逸出:当不该被发布的对象被发布了,就称为逸出。如
private String name = "xxx";
public String getString() {
return name;
}这里name原为private类型但是却被getString方法发布了,就可以被视为逸出。
如何避免
线程封闭
线程封闭的对象只能由一个线程拥有,对象被封闭在该线程中,并且只有这个对象能修改。
线程封闭即不共享数据,仅在单线程内访问数据,这是实现线程安全最简单的方式之一。
实现线程封闭可以通过:
- Ad-hoc线程封闭:即维护线程封闭性的职责完全由成熟实现承担。
- 栈封闭:通过局部变量才能访问对象,该局部变量被保存在执行线程的栈中,其他线程无法访问。
- ThreadLocal类:将共享的全局变量转换为ThreadLocal对象,当线程终止后,这些值会被垃圾回收。
只读共享
在没有额外同步的情况下,共享的对象可以由多个线程并发访问,但是任何线程都不能修改。
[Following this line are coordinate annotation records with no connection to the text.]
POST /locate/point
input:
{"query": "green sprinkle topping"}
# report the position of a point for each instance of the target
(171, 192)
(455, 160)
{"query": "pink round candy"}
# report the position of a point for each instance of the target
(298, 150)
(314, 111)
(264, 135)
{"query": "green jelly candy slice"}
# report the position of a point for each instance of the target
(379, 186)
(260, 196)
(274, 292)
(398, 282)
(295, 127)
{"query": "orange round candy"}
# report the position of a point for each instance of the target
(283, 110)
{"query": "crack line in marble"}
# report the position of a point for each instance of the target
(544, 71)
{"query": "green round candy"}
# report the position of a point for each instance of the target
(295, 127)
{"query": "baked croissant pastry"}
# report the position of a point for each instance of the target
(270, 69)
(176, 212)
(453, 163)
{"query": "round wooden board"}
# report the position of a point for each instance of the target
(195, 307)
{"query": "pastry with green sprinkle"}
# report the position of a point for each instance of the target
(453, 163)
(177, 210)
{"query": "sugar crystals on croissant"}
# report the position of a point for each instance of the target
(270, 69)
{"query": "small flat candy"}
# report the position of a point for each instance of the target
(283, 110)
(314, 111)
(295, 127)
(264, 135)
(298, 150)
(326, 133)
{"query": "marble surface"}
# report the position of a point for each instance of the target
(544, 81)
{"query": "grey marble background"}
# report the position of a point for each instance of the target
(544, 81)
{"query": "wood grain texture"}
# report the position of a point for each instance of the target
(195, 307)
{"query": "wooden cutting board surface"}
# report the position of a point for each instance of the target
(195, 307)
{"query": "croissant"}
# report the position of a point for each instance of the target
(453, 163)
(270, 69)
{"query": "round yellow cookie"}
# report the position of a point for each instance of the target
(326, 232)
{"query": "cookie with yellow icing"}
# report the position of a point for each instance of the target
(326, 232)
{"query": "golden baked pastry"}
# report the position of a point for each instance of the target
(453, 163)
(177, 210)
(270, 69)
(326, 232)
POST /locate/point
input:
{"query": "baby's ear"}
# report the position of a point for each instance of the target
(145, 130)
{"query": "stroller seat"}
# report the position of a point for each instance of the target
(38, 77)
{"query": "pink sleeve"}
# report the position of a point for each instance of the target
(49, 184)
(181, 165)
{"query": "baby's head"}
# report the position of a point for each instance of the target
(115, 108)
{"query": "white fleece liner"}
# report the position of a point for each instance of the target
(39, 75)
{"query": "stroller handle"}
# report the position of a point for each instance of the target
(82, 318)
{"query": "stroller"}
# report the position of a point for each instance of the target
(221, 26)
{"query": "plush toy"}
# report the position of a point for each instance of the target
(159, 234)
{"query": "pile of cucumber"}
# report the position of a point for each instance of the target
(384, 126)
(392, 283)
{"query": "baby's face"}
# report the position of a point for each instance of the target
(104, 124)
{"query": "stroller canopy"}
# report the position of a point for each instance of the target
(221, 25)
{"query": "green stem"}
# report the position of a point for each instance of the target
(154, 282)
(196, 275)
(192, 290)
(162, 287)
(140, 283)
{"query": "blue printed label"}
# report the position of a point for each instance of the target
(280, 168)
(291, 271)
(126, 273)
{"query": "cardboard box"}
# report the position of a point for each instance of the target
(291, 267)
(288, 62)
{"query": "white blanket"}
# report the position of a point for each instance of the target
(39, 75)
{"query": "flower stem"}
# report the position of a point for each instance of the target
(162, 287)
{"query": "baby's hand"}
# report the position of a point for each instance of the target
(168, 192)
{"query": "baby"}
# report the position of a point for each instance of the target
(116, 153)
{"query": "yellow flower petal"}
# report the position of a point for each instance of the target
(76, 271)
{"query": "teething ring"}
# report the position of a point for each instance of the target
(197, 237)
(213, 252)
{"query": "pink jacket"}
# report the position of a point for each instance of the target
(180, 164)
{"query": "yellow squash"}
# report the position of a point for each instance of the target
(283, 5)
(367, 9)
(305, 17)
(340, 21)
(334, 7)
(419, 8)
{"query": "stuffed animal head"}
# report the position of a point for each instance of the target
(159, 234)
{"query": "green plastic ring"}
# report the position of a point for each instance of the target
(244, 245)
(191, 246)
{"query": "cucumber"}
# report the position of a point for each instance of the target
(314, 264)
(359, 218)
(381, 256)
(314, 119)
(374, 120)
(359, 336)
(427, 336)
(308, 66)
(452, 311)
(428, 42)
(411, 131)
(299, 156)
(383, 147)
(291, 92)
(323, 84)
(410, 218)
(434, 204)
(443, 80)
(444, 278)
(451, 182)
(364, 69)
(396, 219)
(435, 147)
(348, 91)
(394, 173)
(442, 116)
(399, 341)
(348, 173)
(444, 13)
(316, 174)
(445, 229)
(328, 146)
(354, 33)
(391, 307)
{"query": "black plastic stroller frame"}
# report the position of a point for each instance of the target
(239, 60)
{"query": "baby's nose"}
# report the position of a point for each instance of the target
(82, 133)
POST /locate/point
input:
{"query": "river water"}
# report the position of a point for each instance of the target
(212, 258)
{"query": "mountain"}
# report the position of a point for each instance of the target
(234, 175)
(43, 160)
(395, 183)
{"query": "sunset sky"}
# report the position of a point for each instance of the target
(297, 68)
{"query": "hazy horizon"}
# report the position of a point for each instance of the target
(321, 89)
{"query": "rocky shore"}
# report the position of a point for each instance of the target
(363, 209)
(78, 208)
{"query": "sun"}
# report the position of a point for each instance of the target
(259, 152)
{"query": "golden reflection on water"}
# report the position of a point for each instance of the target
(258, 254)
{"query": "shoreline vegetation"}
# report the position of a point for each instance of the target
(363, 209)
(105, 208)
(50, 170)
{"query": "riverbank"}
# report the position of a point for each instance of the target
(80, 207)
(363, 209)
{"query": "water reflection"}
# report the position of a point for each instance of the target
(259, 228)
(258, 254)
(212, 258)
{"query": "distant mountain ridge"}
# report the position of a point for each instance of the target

共享的对象包括不可变对象和事实不可变对象。
不可变对象:如果某个对象在被创建后就不能修改,那么这个对象就是不可变对象。不可变对象一定是线程安全的。
线程安全共享
线程安全的对象在其内部实现同步,因此多线程可以通过对象的公有接口来进行访问而不需要自己做同步。
保护对象
被保护的对象只能通过持有特定的锁来访问。即通过加锁机制,确保对象的可见性及原子性。
- 内置锁:即通过synchronized关键字同步代码块。线程在进入同步代码块之前会自动获得锁,并在退出同步代码块时自动释放锁。内置锁是一种互斥锁。
- 重入锁:当线程视图获取一个已经持有的锁时,就会给锁的计数器加一,释放锁时计数器会减一。当计数器为0时,释放锁
- volatile:访问volatile变量时,不会加锁,也不会阻塞线程执行。他只确保变量的可见性,是一种比synchronized更轻量级的同步机制。
总结
本文主要是记录了学习《Java并发编程实站》前几章中,并发编程相关的一些概念。简单介绍了线程安全、锁机制等,接下来 我们会深入JUC源码,来深刻学习并发编程相关知识。
备注:本文主要源自对《Java并发编程实战》的学习笔记。